Muitos homens corajosos aceitaram o encargo mas desistiram das provas e fugiram espavoridos e molhados de sangue. O lugar foi ficando abandonado cada vez mais. Raramente passava uma criatura humana e assim mesmo bem depressa, olho no pé, olho no mato.

Numa tarde apareceu por ali um rapaz amarelo, franzino, muito cansado e faminto e se sentou na laje sem saber o que fazer de sua vida. Surgiu o rosto da moça encantada e perguntou se ele era capaz de desencantar a princesa de Bambuluá.

– Sou – disse o amarelo –; sou homem para enfrentar o perigo, mas quero comer, beber e descansar primeiro...

– Entre para a gruta – disse o rosto.

O amarelo, que se chamava João, entrou e encontrou uma mesa cheia de comida variada e gostosa, uma boa rede armada e um banho morno preparado. João tomou o banho, mudou a roupa, comeu e deitou-se na rede. O rosto reapareceu dizendo:

– Hoje à meia-noite vai até aquela árvore que fica no alto da serra e deita-te no chão. Haja o que houver, não te levantes, não grites, não te defendas e apenas poderás rolar até aqui onde ficarás a salvamento.

João cumpriu à risca. Perto da meia-noite foi até a árvore que ficava bem longe da gruta e deitou-se. Logo depois viu três vultos mascarados, cobertos com umas capas escuras, conversando.

– Há tempos que não tropeço com gente deitada aqui – dizia um. Outro comentava:

– Deve ter sido à custa de pau que ficamos livres. – Um deles bateu com o pé em João e gritou:

– Aqui está um embrulho! Vamos empurrá-lo! Chega o pau nele!

As pancadas, pontapés, choveram sobre João que suportou calado e, apenas dando um jeito no corpo, começou a rolar, a rolar por cima de pedras, espinhos, galhos secos, debaixo da saraivada de golpes, dos três embuçados. Rolou, rolou, rolou, até que encostou na gruta. Imediatamente as figuras sumiram-se e João pôde sossegar, todo roxo de pancadas. A princesa de Bambuluá apareceu, já desencantada numa terça parte do corpo. Mandou preparar todo conforto para o amarelo que passou o resto da noite e o dia seguinte tomando coragem para a segunda prova.

Na noite escolhida os três encapuzados surraram brutalmente o pobre rapaz que não deu a menor demonstração de estar sentindo maus-tratos. Rolou, rolou, rolou até a gruta e os três carrascos desapareceram.

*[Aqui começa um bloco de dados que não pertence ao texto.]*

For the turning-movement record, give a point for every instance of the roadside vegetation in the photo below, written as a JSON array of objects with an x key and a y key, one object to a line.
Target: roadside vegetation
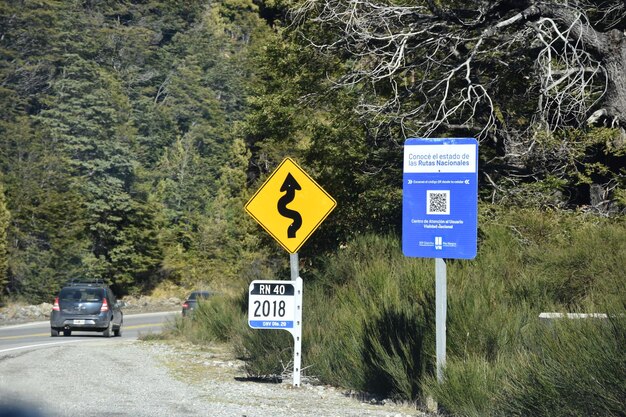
[{"x": 369, "y": 320}]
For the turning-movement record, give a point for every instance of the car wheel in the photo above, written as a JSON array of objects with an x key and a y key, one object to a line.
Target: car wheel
[{"x": 109, "y": 330}]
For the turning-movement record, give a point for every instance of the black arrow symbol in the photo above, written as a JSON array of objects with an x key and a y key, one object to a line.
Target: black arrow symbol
[{"x": 289, "y": 187}]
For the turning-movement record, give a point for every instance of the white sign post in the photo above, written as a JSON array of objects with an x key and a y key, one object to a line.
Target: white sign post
[
  {"x": 290, "y": 206},
  {"x": 278, "y": 305}
]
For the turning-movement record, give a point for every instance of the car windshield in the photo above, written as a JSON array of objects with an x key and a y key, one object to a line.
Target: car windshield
[
  {"x": 83, "y": 295},
  {"x": 199, "y": 294}
]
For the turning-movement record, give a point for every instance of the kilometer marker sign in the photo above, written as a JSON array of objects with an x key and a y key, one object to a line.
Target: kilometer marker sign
[{"x": 272, "y": 304}]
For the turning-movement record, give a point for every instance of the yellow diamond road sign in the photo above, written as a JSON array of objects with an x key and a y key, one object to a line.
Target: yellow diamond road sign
[{"x": 290, "y": 205}]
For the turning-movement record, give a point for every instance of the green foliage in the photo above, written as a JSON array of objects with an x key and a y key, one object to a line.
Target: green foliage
[
  {"x": 369, "y": 320},
  {"x": 5, "y": 218},
  {"x": 118, "y": 121}
]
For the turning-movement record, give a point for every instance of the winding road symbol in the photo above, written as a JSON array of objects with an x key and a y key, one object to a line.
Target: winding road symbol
[
  {"x": 290, "y": 205},
  {"x": 289, "y": 187}
]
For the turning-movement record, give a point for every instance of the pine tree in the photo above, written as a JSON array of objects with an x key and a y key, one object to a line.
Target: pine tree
[{"x": 5, "y": 217}]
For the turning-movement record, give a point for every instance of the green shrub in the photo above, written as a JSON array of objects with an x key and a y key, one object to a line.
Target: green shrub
[{"x": 368, "y": 321}]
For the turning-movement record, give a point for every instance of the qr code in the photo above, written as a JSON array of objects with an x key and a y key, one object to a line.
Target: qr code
[{"x": 437, "y": 201}]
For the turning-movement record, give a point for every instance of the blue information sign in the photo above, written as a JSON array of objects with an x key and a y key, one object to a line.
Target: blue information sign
[{"x": 440, "y": 198}]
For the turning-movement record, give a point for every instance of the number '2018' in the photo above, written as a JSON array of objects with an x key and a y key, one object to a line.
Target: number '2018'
[{"x": 269, "y": 308}]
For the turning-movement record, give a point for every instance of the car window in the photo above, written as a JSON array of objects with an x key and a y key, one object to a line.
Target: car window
[
  {"x": 83, "y": 295},
  {"x": 199, "y": 294}
]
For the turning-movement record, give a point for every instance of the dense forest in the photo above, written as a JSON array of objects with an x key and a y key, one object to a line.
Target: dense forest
[{"x": 132, "y": 132}]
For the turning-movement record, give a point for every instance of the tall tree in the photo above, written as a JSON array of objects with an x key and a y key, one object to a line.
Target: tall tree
[
  {"x": 4, "y": 226},
  {"x": 515, "y": 74}
]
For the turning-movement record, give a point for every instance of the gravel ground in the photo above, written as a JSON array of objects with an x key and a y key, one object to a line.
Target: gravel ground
[{"x": 135, "y": 378}]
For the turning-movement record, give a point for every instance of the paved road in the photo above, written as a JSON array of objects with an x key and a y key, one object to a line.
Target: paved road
[{"x": 37, "y": 334}]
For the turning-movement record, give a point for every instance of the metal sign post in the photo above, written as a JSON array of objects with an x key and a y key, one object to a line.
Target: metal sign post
[
  {"x": 440, "y": 316},
  {"x": 440, "y": 212}
]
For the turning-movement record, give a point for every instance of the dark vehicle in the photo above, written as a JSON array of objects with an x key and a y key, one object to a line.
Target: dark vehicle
[
  {"x": 86, "y": 306},
  {"x": 192, "y": 301}
]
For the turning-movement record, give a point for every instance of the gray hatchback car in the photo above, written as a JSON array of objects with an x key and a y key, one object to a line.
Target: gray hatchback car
[{"x": 86, "y": 306}]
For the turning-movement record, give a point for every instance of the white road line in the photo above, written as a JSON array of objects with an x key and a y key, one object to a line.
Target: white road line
[
  {"x": 42, "y": 344},
  {"x": 35, "y": 323}
]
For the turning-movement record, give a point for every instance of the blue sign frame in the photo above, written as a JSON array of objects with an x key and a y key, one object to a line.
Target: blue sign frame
[{"x": 440, "y": 198}]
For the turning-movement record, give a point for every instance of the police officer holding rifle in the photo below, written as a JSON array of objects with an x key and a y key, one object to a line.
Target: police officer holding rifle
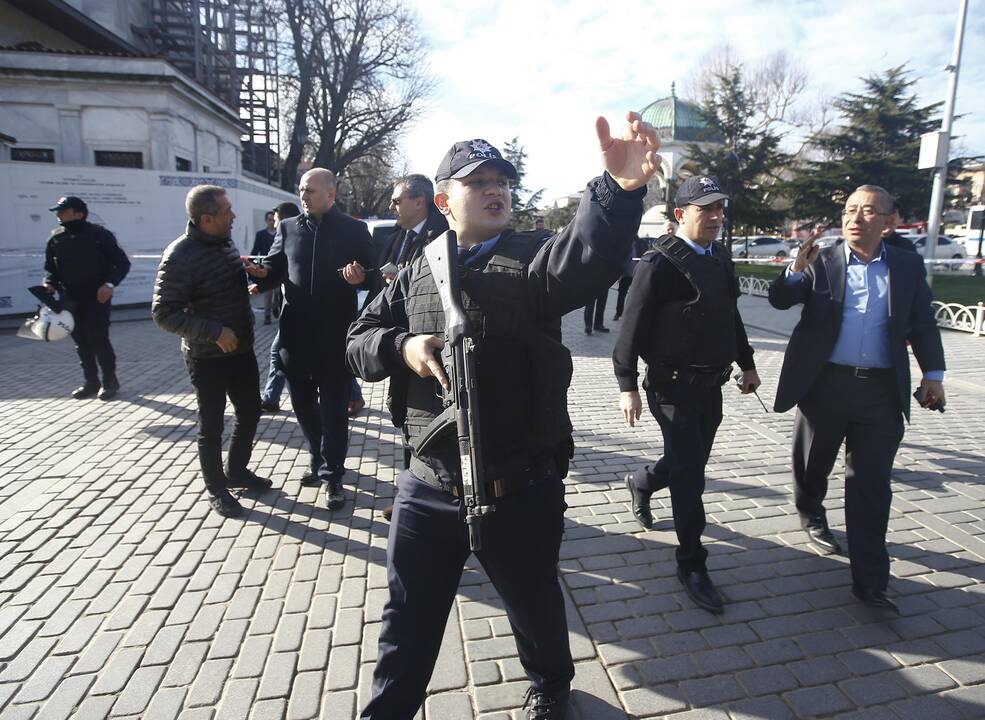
[{"x": 514, "y": 288}]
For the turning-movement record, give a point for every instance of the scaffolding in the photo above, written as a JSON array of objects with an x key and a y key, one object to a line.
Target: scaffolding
[{"x": 230, "y": 47}]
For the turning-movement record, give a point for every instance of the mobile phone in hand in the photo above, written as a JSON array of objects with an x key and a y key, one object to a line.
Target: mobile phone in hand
[{"x": 918, "y": 396}]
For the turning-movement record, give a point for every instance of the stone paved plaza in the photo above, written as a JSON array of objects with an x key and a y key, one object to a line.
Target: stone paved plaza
[{"x": 122, "y": 595}]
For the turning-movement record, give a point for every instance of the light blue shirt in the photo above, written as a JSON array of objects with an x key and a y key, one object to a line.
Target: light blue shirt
[{"x": 864, "y": 337}]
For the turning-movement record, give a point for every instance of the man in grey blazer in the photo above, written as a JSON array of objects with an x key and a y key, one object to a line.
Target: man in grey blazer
[{"x": 847, "y": 370}]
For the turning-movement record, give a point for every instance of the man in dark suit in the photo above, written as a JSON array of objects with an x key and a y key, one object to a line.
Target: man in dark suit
[
  {"x": 320, "y": 257},
  {"x": 847, "y": 370},
  {"x": 418, "y": 223}
]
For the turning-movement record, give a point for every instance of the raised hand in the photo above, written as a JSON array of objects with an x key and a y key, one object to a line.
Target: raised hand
[{"x": 630, "y": 159}]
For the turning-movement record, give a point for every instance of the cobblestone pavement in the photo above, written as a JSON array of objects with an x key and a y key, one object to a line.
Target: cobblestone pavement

João ficou recebendo curativos nas feridas e alimentando-se convenientemente até recobrar suas forças. Finalmente, na terceira noite, as provas foram cruéis. Os três fantasmas, furiosos pela insistência do candidato, moeram-no de pancadas e sacudiram-no dentro de um barreiro cheio de cacos de vidro e espinhos. João ficou picotado como um paliteiro. Ao romper da madrugada os três algozes fugiram como sombras. A princesa de Bambuluá estava desencantada inteiramente, dos pés à cabeça, bonita como os amores. Tratou de João e pôde curá-lo em quinze dias.

Viajaram então para a cidade vizinha e ali chegando a princesa hospedou-se na casa de uma velha professora, rica e sábia, que a recebeu como ela merecia. A princesa disse a João:

– Vou embarcar amanhã para o reinado de Bambuluá e voltarei uma vez por ano para ver você. É preciso que o meu noivo estude a língua dos pássaros e tudo quanto seja necessário para um homem importante. No fim de cinco anos creio que já estará você preparado para acompanhar-me ao reinado do meu Pai e casar comigo. Não se esqueça de mim e lembre-se que minha visita anual durará apenas algumas horas. Estude muito.

No outro dia a princesa tomou o navio e foi embora para Bambuluá deixando João na casa da professora velha que tinha duas filhas lindas. Começou o rapaz a estudar tudo, especialmente a língua dos pássaros, fazendo progressos todos os dias. A velha ensinava com afinco e como ia gostando do moço pensou que seria melhor casá-lo com uma de suas filhas do que educá-lo para a princesa de Bambuluá que bem podia escolher outro noivo com facilidade.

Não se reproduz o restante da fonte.